By intouch * posted 15-10-2015 15:45

  

A survey of member cities conducted by the US Municipal Solid State Lighting Consortium has confirmed that failures after 5+ years of installed LED street lighting luminaires are less than 1%.

 This compares with an HPS luminaire failure rate of 10% cited by the City of Los Angeles in support for the first phase of its city-wide LED retrofit of 145,000 street lights that it completed in 2013.

The survey, conducted earlier this year, showed that LED public lighting luminaires are meeting expectations for long-term reliability. 

Of the total failures, averaging 0.96% of all luminaires, 0.16% were “out of the box” failures caused by shipping damage or other issues encountered prior to installation.

The longer-term failures (0.8%) could be divided into three causal categories:

  1. Human-caused failures – 19.9% (vandalism, accidents, pinched wiring, etc)
  2. Nature-cause failures – 8.1% (lighting strike, storm damage, etc)
  3. Component failures – 71.8%

The most common reason for component failures was the luminaire power supply (LED driver) which, at 67.2% of the total failures, occurred in only 0.4% of luminaires overall. Individual LEDs failing to light were responsible for only 8.3% of component failures, meaning this fault occurred in only 0.05% of installed luminaires overall.

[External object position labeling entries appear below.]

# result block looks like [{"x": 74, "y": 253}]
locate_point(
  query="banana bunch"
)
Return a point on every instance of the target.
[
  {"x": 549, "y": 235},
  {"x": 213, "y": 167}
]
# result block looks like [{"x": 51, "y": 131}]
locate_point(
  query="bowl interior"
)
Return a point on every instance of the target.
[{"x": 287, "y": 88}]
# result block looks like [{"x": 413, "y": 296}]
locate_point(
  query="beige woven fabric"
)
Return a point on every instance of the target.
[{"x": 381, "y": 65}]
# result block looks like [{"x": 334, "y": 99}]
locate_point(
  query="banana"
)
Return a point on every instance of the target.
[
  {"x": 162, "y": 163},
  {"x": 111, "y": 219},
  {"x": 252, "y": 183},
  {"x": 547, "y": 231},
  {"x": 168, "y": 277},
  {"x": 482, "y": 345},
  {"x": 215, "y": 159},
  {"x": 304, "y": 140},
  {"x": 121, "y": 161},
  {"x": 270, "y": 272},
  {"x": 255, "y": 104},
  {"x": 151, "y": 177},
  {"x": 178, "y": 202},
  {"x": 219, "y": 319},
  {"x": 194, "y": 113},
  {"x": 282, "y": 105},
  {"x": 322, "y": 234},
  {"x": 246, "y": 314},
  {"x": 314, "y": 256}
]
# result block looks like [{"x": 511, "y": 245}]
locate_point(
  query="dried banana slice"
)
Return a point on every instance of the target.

The Municipal Solid State Lighting Consortium (MSSLC) is a US Department of Energy funded organisation with 360 municipality (council) members that combine resources and knowledge to assist with LED public lighting and controls systems deployments in US cities and towns.

Editor: The MSSLC data refers to installed luminaires that have undergone a rigorous evaluation process prior to selection, so may not be representative of all LED luminaires ‘on the market’ in the US.  

This story has been reproduced with permission from the October 2015 edition of Public Lighting Today.